Two main species of old world bluestems (OWB), yellow bluestem (Bothriochloa ischaemum) and Caucasian bluestem (Bothriochloa bladhii), have encroached on rangelands, pastures, and road right-of-ways in Kansas. Patches of these OWB have been shown to reduce species diversity and abundance at multiple trophic levels, and pose a long-term threat to native plant, insect, rodent, and grassland bird populations. These OWB species are utilized by cattle early in the growing season, directly following prescribed burns, and during droughts when other forages lack water uptake and may go dormant. However, these OWB species mature more quickly than native grass species and quickly form stem tissue, thus losing palatability to grazing animals rather rapidly compared to native grass species.

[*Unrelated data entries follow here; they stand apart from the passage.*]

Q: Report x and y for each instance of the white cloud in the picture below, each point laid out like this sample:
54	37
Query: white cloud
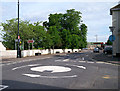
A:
61	1
95	15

In native pastures where OWB has invaded, native species may become overutilized because animals avoid the OWB. This weakens the native grasses and allows OWB to have a competitive advantage for moisture and nutrient resources. Over time, patches of OWB have expanded from 2.5 to 3.5 times their original patch size in 9 years, or a 15% annually compounded patch growth rate, when left uncontrolled. Several herbicides have been analyzed for OWB control, but glyphosate and imazapyr are the two herbicides that in the past have been shown to reduce OWB abundance most effectively in pastures. However, other herbicides with new label information for use in different forms of grassland or recreation areas may also have some activity on OWB and provide control. This study was performed to test several alternative herbicides with no known prior history of evaluation for control of OWB.